Scotland's first laboratory developed specifically to aid the eradication of any future exotic disease outbreak was opened in Dumfries today.

A blood testing surveillance programme is needed to prove that the disease has been eradicated and then allow the industry to recover and exports to resume. The new Laboratory will allow this to happen more quickly.

This new laboratory is one of a series of measures taken by the Executive to ensure Scotland is best placed to deal with any future disease outbreak. The normal day-to-day work of the laboratory will cover routine surveillance and disease control including testing and post-mortem services.

Rural Development Minister Ross Finnie said:

"The Executive is committed to ensuring that a full range of measures is in place to tackle any future exotic disease outbreak.

"This new laboratory gives us the facility to prove as quickly as possible that disease has been eradicated, and fulfils a commitment given after the 2001 Foot and Mouth disease outbreak.

"With Scotland's justifiably high reputation for quality livestock produce it is vital that we are able to demonstrate to the relevant authorities that the outbreak has been successfully dealt with in order that markets can be opened as quickly as possible. This is important not just for agriculture but for the broader economy, and all related industries such as tourism."

The laboratory cost £2.1 million and was funded by the Executive with support from Defra, the Scottish Agricultural College (SAC) and Scottish Enterprise Dumfries and Galloway.

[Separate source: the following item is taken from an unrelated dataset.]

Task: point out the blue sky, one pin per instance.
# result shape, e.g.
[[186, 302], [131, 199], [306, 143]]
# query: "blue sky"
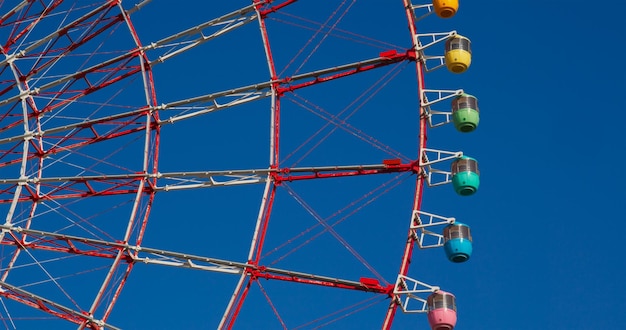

It has been built on the site of the SACs previous laboratory and offices in Dumfries and will be run by the SAC.

This development is one of the lessons learned after the 2001 Foot and Mouth Disease outbreak, where the Executive acquired the services of a serology laboratory in Northern Ireland in preference to joining the queue for laboratory space in England.

The Royal Society of Edinburgh's Inquiry recommended that we identify a laboratory that could undertake the tests. Other strands of this work include the UK Animal Disease Surveillance Strategy, the development of detailed contingency plans, an exercise to test the new plans took place in Scotland last September and a GB national one is scheduled later this month.

Laboratory capacity provides an important part of contingency planning arrangements for the Executive's response to exotic disease outbreaks. These are diseases such as foot and mouth disease and classical swine fever which are not normally present within Great Britain. In addition to enhancing the capacity to respond to disease outbreaks the Dumfries laboratory will be used by SAC as part of their ongoing work for the Executive in animal disease surveillance.